What was your first impression of Yellowknife?

When we came to Yellowknife, the road was like a cow path and if you met a transport on it, it was scary. When we got out of the car at High Level, we were in mud up to our knees and all the restaurants were just full of mud. I remember saying to my dad, “Where are we going?”

When we got to Yellowknife, this main part of town was here, but everything past the Catholic church was bush. Con Road had apartments – that was the first place we lived when Ken and I got married – it was $110 a month.

What is your favourite thing about Yellowknife?

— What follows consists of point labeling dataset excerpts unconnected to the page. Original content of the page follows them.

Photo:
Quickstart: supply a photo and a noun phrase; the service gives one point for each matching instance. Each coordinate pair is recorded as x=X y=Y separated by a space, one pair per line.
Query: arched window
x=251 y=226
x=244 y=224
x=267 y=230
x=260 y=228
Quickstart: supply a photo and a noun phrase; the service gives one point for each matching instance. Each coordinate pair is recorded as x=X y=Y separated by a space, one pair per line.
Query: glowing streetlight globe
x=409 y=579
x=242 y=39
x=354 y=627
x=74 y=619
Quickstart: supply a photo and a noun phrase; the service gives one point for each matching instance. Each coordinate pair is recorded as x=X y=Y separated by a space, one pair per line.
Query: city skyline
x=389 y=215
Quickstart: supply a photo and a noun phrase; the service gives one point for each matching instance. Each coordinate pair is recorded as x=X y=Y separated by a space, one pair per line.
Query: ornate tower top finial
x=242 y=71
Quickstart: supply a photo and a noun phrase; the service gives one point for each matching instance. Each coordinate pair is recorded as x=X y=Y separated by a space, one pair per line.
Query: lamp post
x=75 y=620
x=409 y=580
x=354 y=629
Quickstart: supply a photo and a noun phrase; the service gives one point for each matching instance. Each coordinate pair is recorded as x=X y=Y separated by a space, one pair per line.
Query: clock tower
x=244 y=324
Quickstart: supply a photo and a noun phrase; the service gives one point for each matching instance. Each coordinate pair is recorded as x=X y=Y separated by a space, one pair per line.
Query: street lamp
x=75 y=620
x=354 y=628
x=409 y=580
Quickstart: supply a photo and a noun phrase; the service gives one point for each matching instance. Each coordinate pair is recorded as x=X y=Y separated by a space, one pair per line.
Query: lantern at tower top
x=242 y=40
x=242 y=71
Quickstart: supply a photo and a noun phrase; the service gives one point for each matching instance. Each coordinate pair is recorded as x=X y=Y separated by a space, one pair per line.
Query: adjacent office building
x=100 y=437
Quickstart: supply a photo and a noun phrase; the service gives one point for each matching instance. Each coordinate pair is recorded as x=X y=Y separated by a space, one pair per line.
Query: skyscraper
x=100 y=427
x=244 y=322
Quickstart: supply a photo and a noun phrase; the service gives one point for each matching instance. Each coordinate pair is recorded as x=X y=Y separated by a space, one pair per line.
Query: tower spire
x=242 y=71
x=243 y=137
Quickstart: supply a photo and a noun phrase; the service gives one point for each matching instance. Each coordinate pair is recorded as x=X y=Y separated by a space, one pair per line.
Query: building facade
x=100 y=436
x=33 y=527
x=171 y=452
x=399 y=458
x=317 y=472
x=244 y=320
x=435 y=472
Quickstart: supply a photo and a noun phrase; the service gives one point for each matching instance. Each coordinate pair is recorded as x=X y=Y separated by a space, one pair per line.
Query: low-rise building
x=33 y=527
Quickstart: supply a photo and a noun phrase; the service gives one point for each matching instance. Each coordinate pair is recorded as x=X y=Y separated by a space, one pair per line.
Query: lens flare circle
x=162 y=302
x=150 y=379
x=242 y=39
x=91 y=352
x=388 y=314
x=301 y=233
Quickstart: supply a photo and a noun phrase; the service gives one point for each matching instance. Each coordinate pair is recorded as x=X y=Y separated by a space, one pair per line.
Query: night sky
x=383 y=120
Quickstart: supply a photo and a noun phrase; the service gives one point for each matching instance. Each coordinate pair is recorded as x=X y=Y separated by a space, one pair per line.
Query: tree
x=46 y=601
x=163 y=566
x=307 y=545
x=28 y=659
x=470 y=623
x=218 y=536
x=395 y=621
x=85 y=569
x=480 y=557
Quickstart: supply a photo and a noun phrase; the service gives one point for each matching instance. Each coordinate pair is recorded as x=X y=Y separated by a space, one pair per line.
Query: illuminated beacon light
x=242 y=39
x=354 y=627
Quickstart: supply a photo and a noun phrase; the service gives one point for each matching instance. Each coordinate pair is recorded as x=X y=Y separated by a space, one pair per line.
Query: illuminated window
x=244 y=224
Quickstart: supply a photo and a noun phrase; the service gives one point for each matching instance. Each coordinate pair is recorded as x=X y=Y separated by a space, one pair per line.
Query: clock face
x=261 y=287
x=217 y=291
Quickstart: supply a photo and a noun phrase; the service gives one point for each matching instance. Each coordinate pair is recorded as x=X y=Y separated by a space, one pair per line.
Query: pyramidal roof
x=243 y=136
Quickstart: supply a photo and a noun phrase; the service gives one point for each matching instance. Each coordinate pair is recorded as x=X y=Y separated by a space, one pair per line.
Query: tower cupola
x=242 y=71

I think it’s the diversity of the people. I mean, there are people from everywhere in the world and so many cultural differences, and I think everybody gets along here more than most places.

What’s your least favourite thing about Yellowknife?

I can’t think of my least favourite thing. I don’t honestly know. I don’t have a least favourite thing.

What do you do in the summer?

A lot of gardening. Also, a few summers ago I raised a baby robin. He was left out in the driveway. I love animals, obviously, but I had a lot of fun with it. To feed it, I had this bird seed, and put it in my Magic Bullet and ground it to a powder. Then I got berries from the freezer from the season before and mashed it up. Then I’d take dead bugs from the front of people’s cars, ground it up and fed him, and he did awesome.

What do you do in the winter?

I just walk a lot. I walk the dogs a lot.

What opportunities do you find in Yellowknife that you don’t find anywhere else?

I think Yellowknife is the land of opportunity. If you want to get ahead and you’re willing to work, Yellowknife is the place to be.

Are you a Yellowknife lifer?

I think so. Ken’s born and raised here, but he’d like to move down south. But I like it here. When you’re moving all the time here and there when you’re young, I said, ‘When I get my feet planted somewhere, I’m staying there.’